In November, the Trump administration exempted nursing homes that violate eight new safety rules from penalties for 1 . 5 years. Homes must still stick to the rules, which are intended, among other things, to reduce the overuse of psychotropic drugs and also to ensure that every home has adequate resources to assist residents with major psychological problems.

Rodney Whitlock, a health policy consultant and former Republican Senate staffer, said health inspectors “are available looking for opportunities to reveal that the nursing facilities are not living up to some extremely tight standards.” He explained while the motivation for tough regulation was understandable, “the fines don't help you to hire people and make it easier to stay in business.”

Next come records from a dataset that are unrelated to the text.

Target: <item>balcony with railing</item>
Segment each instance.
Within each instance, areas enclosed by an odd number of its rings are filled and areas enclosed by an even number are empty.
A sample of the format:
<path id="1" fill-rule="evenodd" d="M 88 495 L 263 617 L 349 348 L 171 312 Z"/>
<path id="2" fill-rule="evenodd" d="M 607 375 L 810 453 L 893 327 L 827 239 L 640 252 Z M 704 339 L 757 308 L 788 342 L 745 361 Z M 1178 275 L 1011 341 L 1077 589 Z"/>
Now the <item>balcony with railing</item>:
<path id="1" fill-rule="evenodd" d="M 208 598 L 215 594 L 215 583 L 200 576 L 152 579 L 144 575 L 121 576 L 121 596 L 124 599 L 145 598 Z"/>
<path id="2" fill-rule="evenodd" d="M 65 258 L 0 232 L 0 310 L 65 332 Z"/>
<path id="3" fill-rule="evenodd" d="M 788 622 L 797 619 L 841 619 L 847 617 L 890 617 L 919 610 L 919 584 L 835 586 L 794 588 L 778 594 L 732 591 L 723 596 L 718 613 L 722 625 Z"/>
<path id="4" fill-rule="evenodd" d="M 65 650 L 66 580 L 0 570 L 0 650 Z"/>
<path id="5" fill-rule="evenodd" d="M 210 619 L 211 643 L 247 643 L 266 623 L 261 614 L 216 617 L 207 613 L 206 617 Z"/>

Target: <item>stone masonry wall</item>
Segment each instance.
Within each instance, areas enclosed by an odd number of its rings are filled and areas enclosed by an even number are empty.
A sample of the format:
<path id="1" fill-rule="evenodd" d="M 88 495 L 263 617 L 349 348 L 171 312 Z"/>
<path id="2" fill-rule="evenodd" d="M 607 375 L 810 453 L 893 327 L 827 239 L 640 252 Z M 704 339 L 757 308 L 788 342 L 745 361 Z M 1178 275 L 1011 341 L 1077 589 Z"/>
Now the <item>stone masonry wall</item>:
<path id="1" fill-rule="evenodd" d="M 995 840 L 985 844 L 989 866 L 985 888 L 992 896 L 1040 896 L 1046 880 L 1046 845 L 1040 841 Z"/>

In June, CMS rescinded another Obama administration action that banned nursing homes from pre-emptively requiring residents to submit to arbitration to settle disputes rather than going to court.

“We publish nearly 11,000 pages of regulation each year,” the agency's administrator, Seema Verma, said in a speech in October. That documents are “taking doctors away from what matters most: patients.”

Janine Finck-Boyle, director of health regulations and policy at LeadingAge, a group of nonprofit nursing facilities along with other entities that care for seniors, said the group's members had been struggling to deal with regulations.

“If you're a 50-bed rural facility out West or in the Dakotas,” she said, “you not have the resources to get everything done from the to Z.”